As can be seen in Table 1, in the case of the brick having a decarburized slag content of 30% by weight (invention example 1) and 60% by weight (invention example 2) of the brick having a decarburized slag content of 20% by weight and 70% by weight It can be seen that the plastic strain was greatly reduced to a level of almost 1/2 or less.

Example 2

40% by weight of clay and 60% by weight of the particle size adjusting decarburized slag were hydroly kneaded to a water content of 20%, and then molded by vacuum drilling at 120 ° C. for 5 days using a refining machine, and then fired at a firing temperature of 1150 ° C. for 5 hours. After cooling, the clay brick was slowly cooled to room temperature over 10 hours. At this time, by varying the firing temperature in the range of 1000 ℃ to 1200 ℃ by firing was measured the strain of the clay brick according to the firing temperature (Invention Examples 3, 4 and Comparative Examples 3, 4). The results are shown in Table 2.

TABLE 2

division Firing temperature (℃) Plastic strain (%) Comparative Example 3 1000 Incomplete firing Inventory 3 1050 1.0 Honorable 4 1150 1.2 Comparative Example 4 1200 Indeterminate

As shown in Table 2, when the firing was performed at a firing temperature of 1000 ° C., there was no sufficient firing. When firing at a firing temperature of 1200 ° C., the molded body was melted and became indefinite, whereas the firing temperatures were 1050 ° C. and 1150 ° C. When fired at, it can be seen that a brick having a low plastic strain was obtained.

Example 3

50% by weight of clay and 50% by weight of particle size-adjusted decarburized slag were hydroly kneaded at a water content of 20%, and then vacuum-molded at 120 ° C. for 5 days using a refining machine, followed by firing at a baking temperature of 1150 ° C. for 10 hours.
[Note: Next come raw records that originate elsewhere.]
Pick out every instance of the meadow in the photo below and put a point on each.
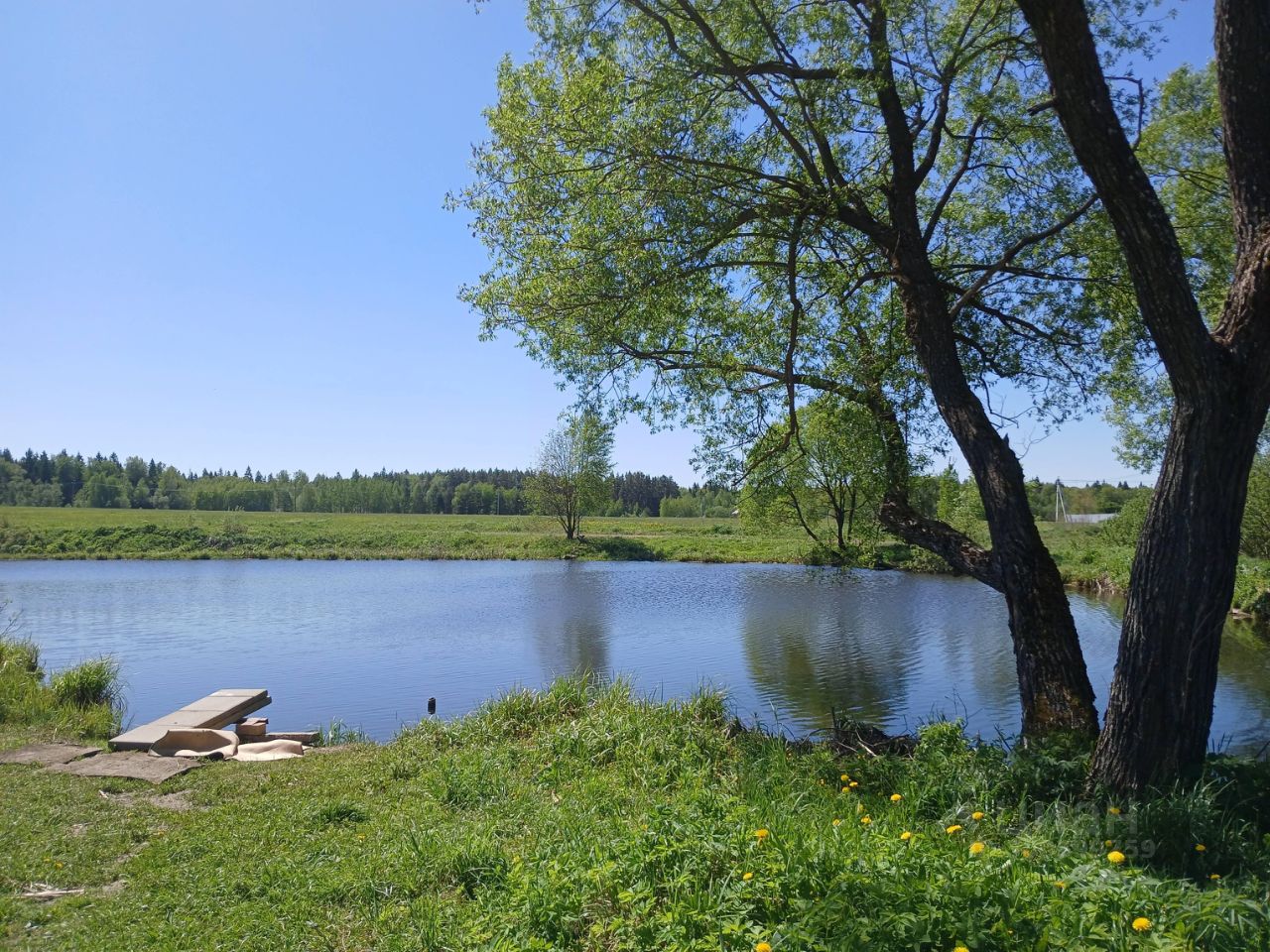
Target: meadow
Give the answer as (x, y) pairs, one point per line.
(584, 817)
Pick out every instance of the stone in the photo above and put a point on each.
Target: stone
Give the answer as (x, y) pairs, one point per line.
(130, 765)
(48, 754)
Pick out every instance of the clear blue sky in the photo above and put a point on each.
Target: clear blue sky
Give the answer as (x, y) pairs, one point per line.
(222, 240)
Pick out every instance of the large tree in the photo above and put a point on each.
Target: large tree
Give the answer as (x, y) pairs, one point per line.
(744, 203)
(1161, 705)
(828, 480)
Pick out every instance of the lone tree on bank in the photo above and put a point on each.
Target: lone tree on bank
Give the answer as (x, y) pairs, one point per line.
(726, 209)
(572, 472)
(1161, 705)
(663, 171)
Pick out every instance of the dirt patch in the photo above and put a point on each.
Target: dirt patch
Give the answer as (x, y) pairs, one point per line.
(134, 766)
(48, 754)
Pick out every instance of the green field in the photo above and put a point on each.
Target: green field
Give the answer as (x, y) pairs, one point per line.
(588, 820)
(1084, 557)
(149, 534)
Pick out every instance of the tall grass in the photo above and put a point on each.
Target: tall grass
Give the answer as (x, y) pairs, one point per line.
(85, 701)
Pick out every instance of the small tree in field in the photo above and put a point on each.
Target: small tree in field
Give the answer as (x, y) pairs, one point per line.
(572, 472)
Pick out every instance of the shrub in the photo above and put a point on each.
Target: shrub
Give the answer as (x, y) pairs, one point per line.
(90, 683)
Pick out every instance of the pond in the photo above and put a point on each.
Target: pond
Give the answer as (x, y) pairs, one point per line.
(370, 643)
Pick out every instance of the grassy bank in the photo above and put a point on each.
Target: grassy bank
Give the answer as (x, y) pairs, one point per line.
(1092, 562)
(587, 819)
(139, 534)
(80, 702)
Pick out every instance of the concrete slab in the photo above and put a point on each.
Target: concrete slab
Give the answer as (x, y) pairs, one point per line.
(48, 754)
(130, 765)
(217, 710)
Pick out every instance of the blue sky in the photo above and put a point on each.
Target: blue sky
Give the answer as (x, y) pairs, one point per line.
(223, 243)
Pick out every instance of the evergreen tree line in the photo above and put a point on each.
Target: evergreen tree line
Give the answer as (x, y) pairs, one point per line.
(103, 481)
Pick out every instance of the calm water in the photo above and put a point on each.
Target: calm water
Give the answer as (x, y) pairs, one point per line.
(368, 643)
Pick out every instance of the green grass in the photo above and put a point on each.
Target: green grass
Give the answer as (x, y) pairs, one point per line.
(80, 702)
(583, 817)
(1091, 561)
(139, 534)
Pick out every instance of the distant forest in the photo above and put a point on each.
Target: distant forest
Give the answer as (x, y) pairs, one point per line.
(103, 483)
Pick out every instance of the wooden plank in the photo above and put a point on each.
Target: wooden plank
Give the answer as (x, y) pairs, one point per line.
(217, 710)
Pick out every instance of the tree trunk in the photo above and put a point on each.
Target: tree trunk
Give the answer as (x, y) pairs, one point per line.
(1161, 705)
(1053, 684)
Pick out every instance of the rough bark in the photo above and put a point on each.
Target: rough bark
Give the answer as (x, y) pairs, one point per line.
(1053, 683)
(1161, 703)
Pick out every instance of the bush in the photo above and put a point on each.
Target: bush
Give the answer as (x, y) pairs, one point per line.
(1125, 527)
(90, 683)
(85, 701)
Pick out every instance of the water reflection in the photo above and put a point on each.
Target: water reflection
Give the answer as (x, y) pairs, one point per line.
(870, 647)
(571, 621)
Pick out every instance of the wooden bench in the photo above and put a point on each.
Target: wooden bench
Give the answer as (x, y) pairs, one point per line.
(217, 710)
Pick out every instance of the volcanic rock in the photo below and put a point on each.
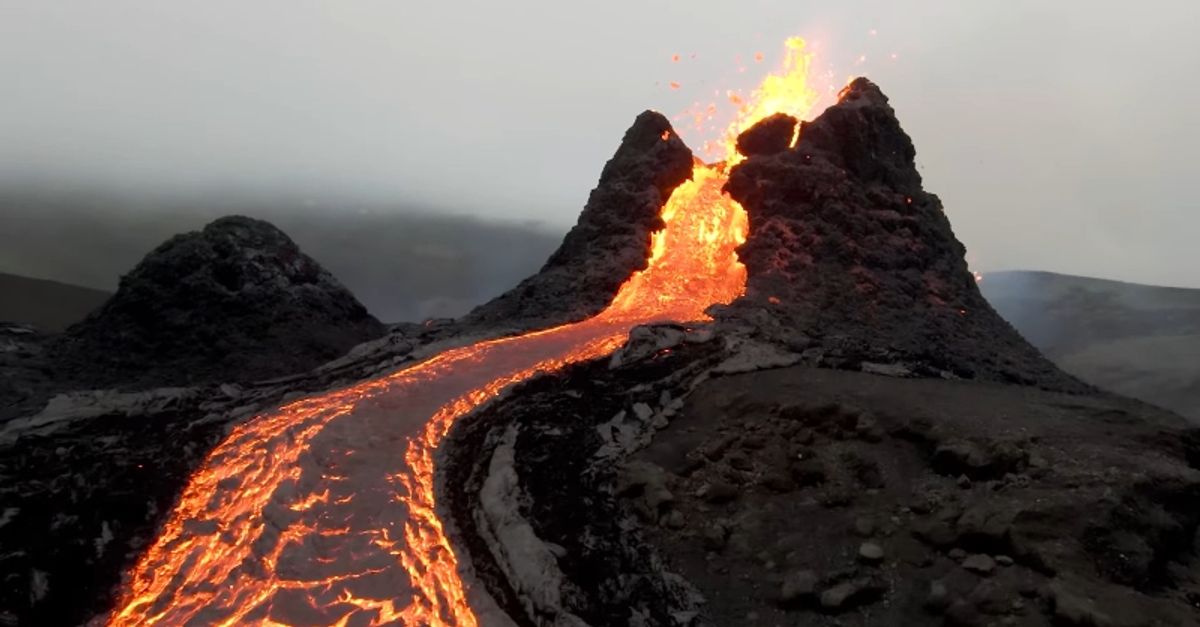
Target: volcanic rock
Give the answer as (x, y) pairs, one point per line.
(851, 267)
(234, 302)
(611, 239)
(846, 248)
(769, 136)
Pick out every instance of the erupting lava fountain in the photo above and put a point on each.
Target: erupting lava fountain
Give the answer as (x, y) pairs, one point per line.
(310, 514)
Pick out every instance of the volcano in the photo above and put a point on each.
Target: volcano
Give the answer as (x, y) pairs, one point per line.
(760, 390)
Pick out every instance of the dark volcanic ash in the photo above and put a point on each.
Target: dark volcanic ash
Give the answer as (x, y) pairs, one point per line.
(851, 257)
(234, 302)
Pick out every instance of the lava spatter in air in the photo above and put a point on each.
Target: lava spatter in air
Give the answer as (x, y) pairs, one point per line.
(323, 511)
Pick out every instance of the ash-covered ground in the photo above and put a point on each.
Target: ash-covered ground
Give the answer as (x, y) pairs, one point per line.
(859, 440)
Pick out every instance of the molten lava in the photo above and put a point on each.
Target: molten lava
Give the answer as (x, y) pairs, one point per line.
(309, 514)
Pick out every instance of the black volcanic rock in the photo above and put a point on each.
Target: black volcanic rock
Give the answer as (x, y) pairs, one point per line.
(845, 248)
(234, 302)
(769, 136)
(611, 239)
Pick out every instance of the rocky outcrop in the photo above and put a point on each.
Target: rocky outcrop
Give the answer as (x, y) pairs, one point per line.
(234, 302)
(611, 239)
(849, 256)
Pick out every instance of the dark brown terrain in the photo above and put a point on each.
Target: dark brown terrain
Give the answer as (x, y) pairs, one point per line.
(47, 305)
(861, 440)
(1138, 340)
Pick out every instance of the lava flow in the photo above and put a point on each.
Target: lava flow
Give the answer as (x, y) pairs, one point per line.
(309, 514)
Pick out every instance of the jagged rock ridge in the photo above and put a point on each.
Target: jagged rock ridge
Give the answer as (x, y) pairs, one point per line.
(611, 239)
(234, 302)
(846, 251)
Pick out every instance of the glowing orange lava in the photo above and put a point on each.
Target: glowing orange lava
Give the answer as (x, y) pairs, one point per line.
(293, 518)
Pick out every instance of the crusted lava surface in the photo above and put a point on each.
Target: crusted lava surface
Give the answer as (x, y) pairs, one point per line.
(849, 256)
(611, 239)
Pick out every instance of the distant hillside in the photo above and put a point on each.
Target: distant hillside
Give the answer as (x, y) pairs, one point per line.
(48, 305)
(405, 263)
(1138, 340)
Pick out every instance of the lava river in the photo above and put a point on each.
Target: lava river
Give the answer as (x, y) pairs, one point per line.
(322, 512)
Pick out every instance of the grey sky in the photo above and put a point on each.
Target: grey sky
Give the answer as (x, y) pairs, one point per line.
(1060, 135)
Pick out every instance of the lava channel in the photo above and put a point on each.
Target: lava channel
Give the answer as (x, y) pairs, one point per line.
(322, 512)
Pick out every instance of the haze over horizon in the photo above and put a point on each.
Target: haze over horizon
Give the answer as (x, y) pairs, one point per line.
(1059, 137)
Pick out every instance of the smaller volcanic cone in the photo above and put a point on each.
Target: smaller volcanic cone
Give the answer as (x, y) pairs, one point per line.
(234, 302)
(611, 239)
(849, 254)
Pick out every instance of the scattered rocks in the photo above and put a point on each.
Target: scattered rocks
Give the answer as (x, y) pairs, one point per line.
(870, 553)
(717, 535)
(852, 593)
(939, 597)
(978, 461)
(720, 491)
(798, 586)
(979, 563)
(1074, 609)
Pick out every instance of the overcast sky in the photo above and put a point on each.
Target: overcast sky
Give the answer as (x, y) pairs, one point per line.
(1060, 135)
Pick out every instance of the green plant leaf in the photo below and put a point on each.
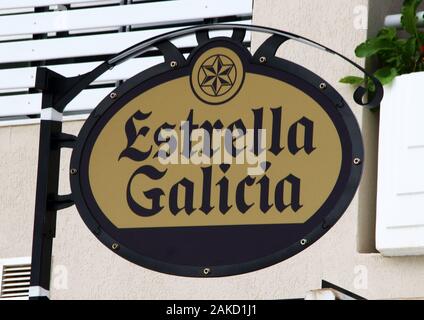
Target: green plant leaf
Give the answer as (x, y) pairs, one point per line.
(352, 80)
(409, 16)
(387, 33)
(373, 46)
(386, 74)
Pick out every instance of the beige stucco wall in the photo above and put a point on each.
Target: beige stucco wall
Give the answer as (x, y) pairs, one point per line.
(84, 268)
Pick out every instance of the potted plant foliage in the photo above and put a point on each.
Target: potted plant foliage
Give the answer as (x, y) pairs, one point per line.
(400, 194)
(395, 55)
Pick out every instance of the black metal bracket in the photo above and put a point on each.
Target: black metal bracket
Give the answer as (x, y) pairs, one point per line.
(351, 295)
(58, 90)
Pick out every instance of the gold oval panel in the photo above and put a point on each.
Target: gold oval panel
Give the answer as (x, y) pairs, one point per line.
(222, 163)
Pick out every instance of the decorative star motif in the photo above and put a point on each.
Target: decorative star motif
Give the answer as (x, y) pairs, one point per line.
(217, 75)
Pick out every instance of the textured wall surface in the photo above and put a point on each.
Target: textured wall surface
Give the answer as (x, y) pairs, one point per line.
(84, 268)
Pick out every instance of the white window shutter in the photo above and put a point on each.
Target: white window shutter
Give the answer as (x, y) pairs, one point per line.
(15, 276)
(74, 36)
(400, 195)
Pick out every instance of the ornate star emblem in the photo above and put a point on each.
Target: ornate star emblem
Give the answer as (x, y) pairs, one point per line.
(217, 76)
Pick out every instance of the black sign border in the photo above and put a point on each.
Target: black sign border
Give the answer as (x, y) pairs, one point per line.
(297, 76)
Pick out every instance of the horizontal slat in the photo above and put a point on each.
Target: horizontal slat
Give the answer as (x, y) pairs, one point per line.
(14, 274)
(17, 279)
(144, 14)
(15, 290)
(14, 268)
(25, 104)
(23, 78)
(83, 46)
(15, 4)
(23, 296)
(16, 284)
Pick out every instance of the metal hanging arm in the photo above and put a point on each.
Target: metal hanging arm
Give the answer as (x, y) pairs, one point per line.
(144, 46)
(71, 87)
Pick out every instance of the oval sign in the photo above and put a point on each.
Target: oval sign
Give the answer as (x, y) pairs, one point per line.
(224, 165)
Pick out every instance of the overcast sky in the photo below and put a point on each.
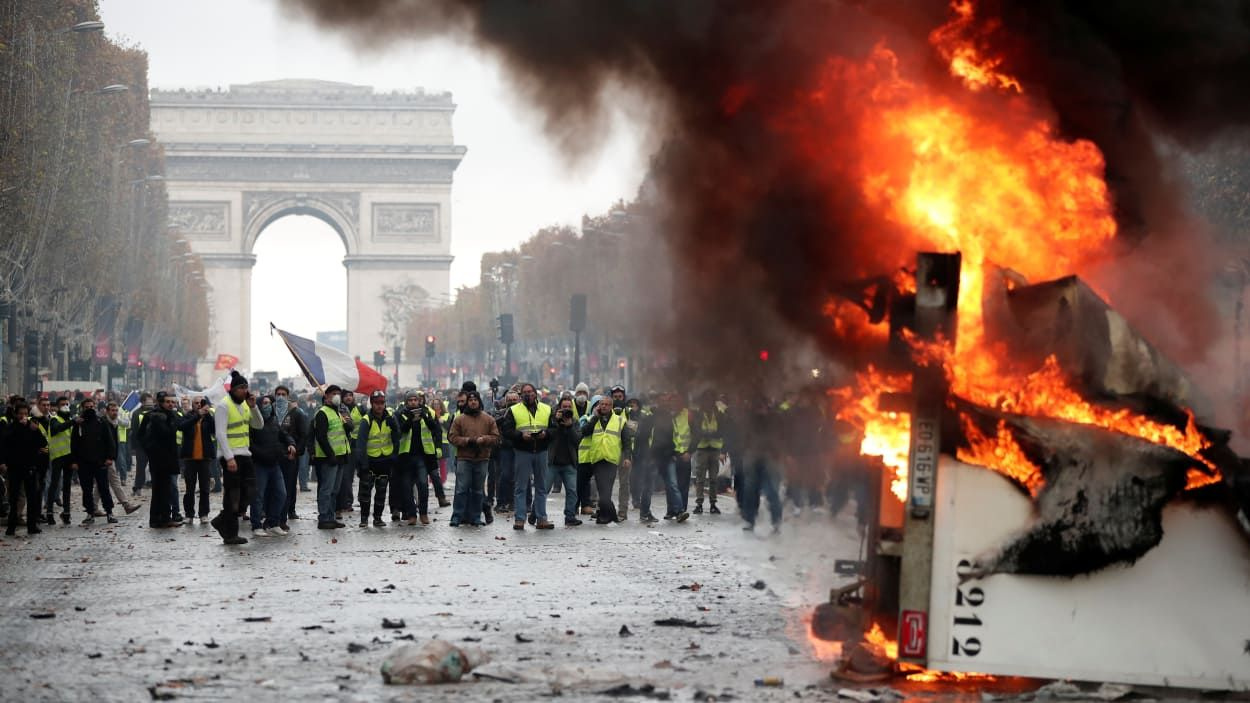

Slowly cooled to room temperature over to prepare a clay brick. At this time, by changing the firing time in the range of 30 minutes to 9 hours, the strain of the clay brick according to the firing time was confirmed (Inventive Examples 5 to 8 and Comparative Example 5). The measurement results are shown in Table 3.

[Table 3]

division Firing time (hours) Plastic strain (%) Comparative Example 5 0.5 Incomplete firing Inventory 5 One 0.63 Inventory 6 5 0.67 Inventive Example 7 7 0.85 Inventive Example 8 9 0.87

As shown in Table 3, when the firing time is 30 minutes, the sintering of the bricks is incomplete, and when the firing rate is 1 hour or more, the plastic strain rate is 1% or less, which shows that the plastic strain reduction effect is large.

Claims (4)

Kneading by adding water to a blend of clay and decarburized slag having a particle size of 50 mm or less; Vacuum masonry to mold and dry the bricks; Clay brick manufacturing method comprising the step of firing. The clay brick manufacturing method according to claim 1, wherein the blend comprises 70 to 40% by weight of clay and 30 to 60% by weight of decarburized slag. According to claim 1, wherein the firing temperature is a clay brick manufacturing method, characterized in that 1050 ℃ to 1150 ℃. The clay brick manufacturing method according to claim 1, wherein the firing time is 1 to 24 hours.